Construction on the 150-megawatt South Cheyenne Solar Project has begun, and when complete, it will be the second utility-scale solar project in Wyoming.
Q Cells, the company behind the project, has completed the permitting process with the Wyoming Industrial Siting Council, as well as Laramie County.
While the project broke ground this spring as it had expected, there are a number of challenges that are impacting all renewable energy projects.
Demi Gastouniotis, development manager for Q Cells, gave a presentation on the solar project at the Next Frontier Energy Summit this month in Cheyenne.
The investment in solar in Wyoming has been small compared to California, Utah and Arizona, but the South Cheyenne Solar Project will double that investment, she said.
“There’s a lot of room for growth, and a lot of opportunity in the state,” Gastouniotis said.
Hurry Up And Wait
Despite that opportunity, Gastouniotis said there are challenges solar developers face in Wyoming.
“Some of the things that keep us up at night are finding suitable land for projects,” she said.
Solar projects have a much smaller footprint than wind projects, which makes them easier. The South Cheyenne Solar Project will cover 950 acres.
She’s said she’s been engaging landowners in the field. The problem isn’t convincing them to participate. The concern for landowners is ensuring the projects will actually be built.
“They don’t want to sit on leases for five years. They want to sit on them for one year, and they want us to be in construction within a few years,” Gastouniotis said.
The other issue is transmission connections. The South Cheyenne Solar Project will be connected by a 2.58-mile, 115 kilovolt interconnect transmission line that runs to a new substation owned by Black Hills Energy.
The project is entirely located on private- and state-leased land, which avoids issues that larger projects that require longer and larger transmission lines that cross federal land.
The TransWest project that will transport up to 3,000 megawatts of energy from the Sierra Madre and Chokecherry wind project took 15 years to permit and another five years to construct.
Many Delays
Gastouniotis said that staffing issues have also created challenges for projects, slowing permitting times. Agencies aren’t fully staffed.
“Those problems, ultimately, they trickle down into problems and delay projects,” she said.
Supply chain issues also are hitting the renewable energy market, but Gastouniotis said the company has a lot of domestic resources that has allowed it to avoid a lot of that issue. Lead times on transmission and substation infrastructure, however, is an issue.
“If you're not ordering your main power transformers pretty much the day you sign a lease, you're setting yourself back here,” Gastouniotis said.
In a Subtack article titled “Untransformed,” energy expert Robert Bryce reports that the transformer shortage is being driven by the push for electric vehicles and renewables.

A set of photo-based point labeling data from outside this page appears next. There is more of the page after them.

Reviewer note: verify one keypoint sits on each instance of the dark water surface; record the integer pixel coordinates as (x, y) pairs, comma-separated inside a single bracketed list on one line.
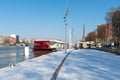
[(13, 55)]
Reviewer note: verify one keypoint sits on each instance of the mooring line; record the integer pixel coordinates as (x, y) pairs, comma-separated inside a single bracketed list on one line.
[(55, 74)]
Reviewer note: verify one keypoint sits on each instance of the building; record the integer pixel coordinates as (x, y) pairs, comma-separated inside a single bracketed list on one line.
[(16, 37), (3, 39)]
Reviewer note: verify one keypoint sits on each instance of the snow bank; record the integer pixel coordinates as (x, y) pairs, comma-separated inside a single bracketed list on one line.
[(41, 68), (79, 65), (90, 65)]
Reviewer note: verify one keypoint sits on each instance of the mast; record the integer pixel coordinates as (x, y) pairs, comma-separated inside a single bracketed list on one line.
[(83, 38)]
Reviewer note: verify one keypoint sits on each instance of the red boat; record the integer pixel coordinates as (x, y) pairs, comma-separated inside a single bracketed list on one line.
[(42, 45)]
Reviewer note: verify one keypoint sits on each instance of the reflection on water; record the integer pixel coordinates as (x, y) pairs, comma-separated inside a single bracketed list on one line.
[(10, 55)]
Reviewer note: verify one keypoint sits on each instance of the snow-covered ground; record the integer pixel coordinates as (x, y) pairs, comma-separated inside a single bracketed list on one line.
[(80, 65)]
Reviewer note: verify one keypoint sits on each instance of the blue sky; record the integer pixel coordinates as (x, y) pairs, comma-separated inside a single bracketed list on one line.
[(44, 18)]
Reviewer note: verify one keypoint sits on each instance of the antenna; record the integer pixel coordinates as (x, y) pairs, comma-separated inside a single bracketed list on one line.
[(65, 20), (83, 38)]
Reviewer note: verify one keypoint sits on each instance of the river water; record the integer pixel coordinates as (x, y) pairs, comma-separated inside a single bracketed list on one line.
[(13, 55)]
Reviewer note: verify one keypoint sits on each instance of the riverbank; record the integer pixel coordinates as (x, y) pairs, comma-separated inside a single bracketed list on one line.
[(83, 64), (111, 50)]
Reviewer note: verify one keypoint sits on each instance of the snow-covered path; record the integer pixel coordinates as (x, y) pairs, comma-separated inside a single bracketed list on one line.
[(79, 65), (90, 65)]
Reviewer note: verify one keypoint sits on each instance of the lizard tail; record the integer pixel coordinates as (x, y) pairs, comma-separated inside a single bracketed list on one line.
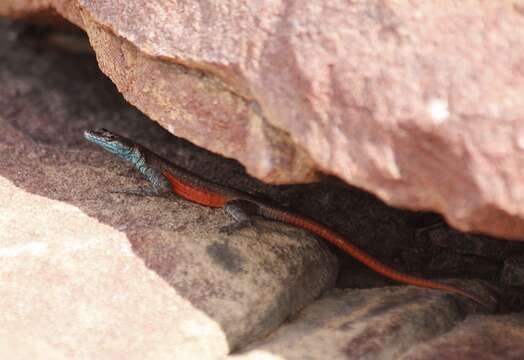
[(360, 255)]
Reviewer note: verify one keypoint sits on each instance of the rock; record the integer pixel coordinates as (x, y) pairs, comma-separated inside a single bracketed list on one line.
[(85, 271), (392, 98), (381, 323), (512, 273), (478, 337)]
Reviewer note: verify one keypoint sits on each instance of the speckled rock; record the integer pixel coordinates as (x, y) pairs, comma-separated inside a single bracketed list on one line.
[(102, 275), (393, 323), (392, 97)]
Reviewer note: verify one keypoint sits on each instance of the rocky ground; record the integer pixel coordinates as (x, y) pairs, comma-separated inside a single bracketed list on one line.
[(87, 273)]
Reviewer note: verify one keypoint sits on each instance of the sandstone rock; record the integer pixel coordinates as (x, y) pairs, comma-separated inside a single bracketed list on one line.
[(382, 323), (84, 271), (413, 103)]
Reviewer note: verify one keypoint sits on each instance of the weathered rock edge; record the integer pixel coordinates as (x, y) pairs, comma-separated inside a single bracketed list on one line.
[(421, 106)]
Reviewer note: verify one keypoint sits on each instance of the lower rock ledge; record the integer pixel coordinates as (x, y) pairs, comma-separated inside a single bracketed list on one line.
[(393, 323)]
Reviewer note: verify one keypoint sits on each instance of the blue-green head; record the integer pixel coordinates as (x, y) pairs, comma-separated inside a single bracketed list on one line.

Lead times on transformers are measured in years, Bryce reported, and industry experts see no end to the problem.
Contractor availability also is a challenge, Gastouniotis said.
“Our emergency services are booked out for the rest of the year and into 2024,” she said. “So developers are having to think earlier and earlier on how quickly and how much risk we can take on early in the process so that we don’t run into issues down the line.”
Moving Ahead
Gastouniotis said supports for solar panels at the South Cheyenne site will begin arriving within the next month, and the panels will arrive in June.
“So lots of activity if you drive south on [Highway] 85 and past the site,” she said.
Once completed, the solar farm is estimated to bring in $23 million in property taxes over its lifetime.
It will create more than 100 construction jobs and one full-time job when complete.
The project is expected to be online before the end of the year.